Some medical schools offer no in-house training, instead encouraging residents to seek a rotation elsewhere. But National Women’s Health Network Executive Director Cynthia Pearson said it is not enough simply to make training available rather than require it of consenting students.

“The schools say, ‘If you want, you can go to Planned Parenthood as your elective, but we don’t require it, and we don’t even teach it ourselves,’” Pearson said.

To address this concern, chapters of Planned Parenthood have been partnering with their local universities to offer residency programs similar to the program at Yale, in which University clinicians use PPC’s facilities to teach.

Currently 37 Planned Parenthood affiliates are educating approximately 161 physicians and residents per year in abortion services.

When PPC was designing the health center at their new Whitney building location three years ago, they were mindful to select a space that would accommodate students, Bazwa said.

“We thought, ‘Wouldn’t it be wonderful to have residency students down here?’ ” she said. “So we planned for the examination rooms to accommodate a residency training program.”

Richman praised the PPC facility and resources while de-emphasizing the political sensitivity of the issue, pointing out that elective abortions comprise only a fraction of a resident’s overall abortion education. Residents must also learn about stillbirth, miscarriage, and the complications related to abortion.

“We’re not always talking about elective abortions,” Richman said.

But some students said they do not feel it is a physician’s role to perform abortions.

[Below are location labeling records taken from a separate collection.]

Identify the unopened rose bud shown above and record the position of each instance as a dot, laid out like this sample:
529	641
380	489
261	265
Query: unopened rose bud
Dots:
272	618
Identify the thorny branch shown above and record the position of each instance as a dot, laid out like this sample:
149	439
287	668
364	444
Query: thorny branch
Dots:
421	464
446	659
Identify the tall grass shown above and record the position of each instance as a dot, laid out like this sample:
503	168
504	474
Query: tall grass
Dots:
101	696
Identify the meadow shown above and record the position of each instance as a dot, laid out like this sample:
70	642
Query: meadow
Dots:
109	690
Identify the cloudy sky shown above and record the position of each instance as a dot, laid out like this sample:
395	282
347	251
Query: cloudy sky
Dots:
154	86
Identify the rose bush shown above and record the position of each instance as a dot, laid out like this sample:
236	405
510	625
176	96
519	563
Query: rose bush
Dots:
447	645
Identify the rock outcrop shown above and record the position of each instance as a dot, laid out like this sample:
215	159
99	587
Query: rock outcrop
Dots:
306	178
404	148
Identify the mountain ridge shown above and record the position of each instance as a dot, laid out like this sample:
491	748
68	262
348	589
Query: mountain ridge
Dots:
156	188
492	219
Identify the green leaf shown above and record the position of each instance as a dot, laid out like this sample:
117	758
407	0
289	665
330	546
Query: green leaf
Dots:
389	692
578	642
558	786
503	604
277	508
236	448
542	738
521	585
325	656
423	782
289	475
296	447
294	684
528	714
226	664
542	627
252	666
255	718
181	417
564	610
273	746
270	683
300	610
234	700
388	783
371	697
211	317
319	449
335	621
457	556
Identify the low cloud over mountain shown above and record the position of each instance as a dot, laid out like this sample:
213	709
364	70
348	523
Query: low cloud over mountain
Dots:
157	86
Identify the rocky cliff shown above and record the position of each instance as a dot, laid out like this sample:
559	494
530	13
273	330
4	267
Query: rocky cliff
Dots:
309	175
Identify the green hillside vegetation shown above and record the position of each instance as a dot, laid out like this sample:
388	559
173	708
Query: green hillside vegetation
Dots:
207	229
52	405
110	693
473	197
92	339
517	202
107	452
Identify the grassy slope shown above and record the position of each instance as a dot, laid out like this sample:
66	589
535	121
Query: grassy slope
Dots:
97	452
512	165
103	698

“If physicians take the Hippocratic Oath — which in its classical version explicitly prohibits abortions — or believe that life begins at conception, then requiring them to learn and practice abortions amounts to nothing less than a coerced violation of that oath and their beliefs,” said Stephen Kappa ’07, a pre-med student and a member of Yale Students for Christ.

Yale policy states that OB/GYN residents do not have to perform or be trained to perform elective abortions, nor are they required to be exposed to pre-abortion counseling or ultrasounds. Still, Mazwa said, all six residents in the department elected to participate last year.